Um dos termos mais distintivos usados ​​na Igreja Católica (embora às vezes usado por outras denominações) é a palavra “sacerdote”. É o termo mais comum usado para identificar um membro ordenado do clero e tem uma rica história no cristianismo.

Em inglês, a palavra “padre” – “priest” – é derivada do grego “presbyteros”, que significa “ancião”. O termo é usado em todo o Velho e Novo Testamentos para identificar um indivíduo que oferece um sacrifício a Deus.

O primeiro uso do termo está no livro de Gênesis, para identificar o misterioso Melquisedeque, que aparece do nada em um encontro com Abraão.

Melquisedeque, rei de Salém e sacerdote do Deus Altíssimo, mandou trazer pão e vinho, e abençoou Abrão, dizendo: “Bendito seja Abrão pelo Deus Altíssimo, que criou o céu e terra! Bendito seja o Deus Altíssimo, que entregou os teus inimigos em tuas mãos!” E Abrão deu-lhe o dízimo de tudo. (Gênesis 14, 18-20)

Mais tarde, desenvolve-se um sacerdócio levítico sob Moisés, que é mantido por vários séculos em um sacerdócio associado ao Templo Judaico. É dever do sacerdote judaico oferecer sacrifícios a Deus em nome do povo.

Jesus tornou-se conhecido entre os cristãos como o supremo sacerdote, Aquele que ofereceu sua própria vida como sacrifício puro, substituindo o antigo sacerdócio por um novo sacerdócio.

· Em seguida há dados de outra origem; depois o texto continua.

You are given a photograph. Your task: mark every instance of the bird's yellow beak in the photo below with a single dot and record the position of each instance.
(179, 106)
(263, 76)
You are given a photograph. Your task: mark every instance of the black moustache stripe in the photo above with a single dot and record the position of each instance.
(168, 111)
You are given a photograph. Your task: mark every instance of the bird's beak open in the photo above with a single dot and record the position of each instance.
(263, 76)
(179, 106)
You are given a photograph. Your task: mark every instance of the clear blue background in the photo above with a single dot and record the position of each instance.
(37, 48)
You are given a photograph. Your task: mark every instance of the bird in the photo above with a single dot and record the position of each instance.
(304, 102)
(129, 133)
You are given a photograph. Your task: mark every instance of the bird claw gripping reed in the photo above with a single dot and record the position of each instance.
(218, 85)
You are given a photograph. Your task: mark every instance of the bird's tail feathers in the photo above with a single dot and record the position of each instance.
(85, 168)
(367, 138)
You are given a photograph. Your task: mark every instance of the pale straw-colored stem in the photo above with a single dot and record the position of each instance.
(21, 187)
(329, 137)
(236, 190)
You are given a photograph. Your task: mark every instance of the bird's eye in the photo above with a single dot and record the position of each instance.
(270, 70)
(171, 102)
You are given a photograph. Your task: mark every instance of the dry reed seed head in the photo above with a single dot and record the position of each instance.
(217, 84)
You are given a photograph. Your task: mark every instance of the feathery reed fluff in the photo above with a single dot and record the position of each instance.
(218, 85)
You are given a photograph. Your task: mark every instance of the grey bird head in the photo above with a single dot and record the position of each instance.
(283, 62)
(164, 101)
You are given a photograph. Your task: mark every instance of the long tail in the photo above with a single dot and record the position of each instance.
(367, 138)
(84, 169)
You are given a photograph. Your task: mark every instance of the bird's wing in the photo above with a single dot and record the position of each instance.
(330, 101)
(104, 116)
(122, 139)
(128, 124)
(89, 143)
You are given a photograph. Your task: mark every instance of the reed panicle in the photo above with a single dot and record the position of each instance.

Porém, já veio Cristo, Sumo Sacerdote dos bens vindouros. E através de um tabernáculo mais excelente e mais perfeito, não construído por mãos humanas (isto é, não deste mundo), sem levar consigo o sangue de carneiros ou novilhos, mas com seu próprio sangue, entrou de uma vez por todas no santuário, adquirindo-nos uma redenção eterna. (Hebreus 9, 11-12)

Seu sacerdócio também está ligado ao de Melquisedeque, como a Bíblia menciona: “onde Jesus entrou por nós como precursor, Pontífice eterno, segundo a ordem de Melquisedeque” (Hebreus 6, 20).

Isso conecta o sacrifício de Jesus de seu Corpo com a oferta do pão e do vinho na Última Ceia, inaugurando um novo sacerdócio. As cartas do Novo Testamento referem-se constantemente a esse sacerdócio, explicando como “presbíteros” são designados para várias comunidades cristãs.

Em cada igreja instituíram anciãos e, após orações com jejuns, encomendaram-nos ao Senhor, em quem tinham confiado. (Atos 14, 23)

Os sacerdotes católicos seguem nessa linha, oferecendo o sacrifício da missa que está espiritualmente ligado ao sacrifício de Jesus no altar da cruz. A vida de um sacerdote é em si um sacrifício, não apenas no contexto da missa, mas também em seu estilo de vida. Jesus chama cada sacerdote a seguir os seus passos: “se alguém quiser vir comigo, renuncie-se a si mesmo, tome sua cruz e siga-me.” (Mateus 16, 24).

Deste modo, até os leigos são chamados a um tipo de sacerdócio, como explica o Catecismo da Igreja Católica: “A Igreja é, na sua totalidade, um povo sacerdotal. Graças ao Batismo, todos os fiéis participam no sacerdócio de Cristo. Esta participação chama-se «sacerdócio comum dos fiéis»” (CIC 1591). Este sacerdócio comum dos “se realiza no desenvolvimento da vida batismal – vida de fé, esperança e caridade, vida segundo o Espírito” (CIC 1547).

Embora nem todos sejam chamados ao sacerdócio ministerial, todos os católicos batizados são chamados a oferecer suas vidas diariamente como sacrifício a Deus.

Ser padre implica sacrifício, e essa definição sempre mostrou-se verdadeira ao longo da história.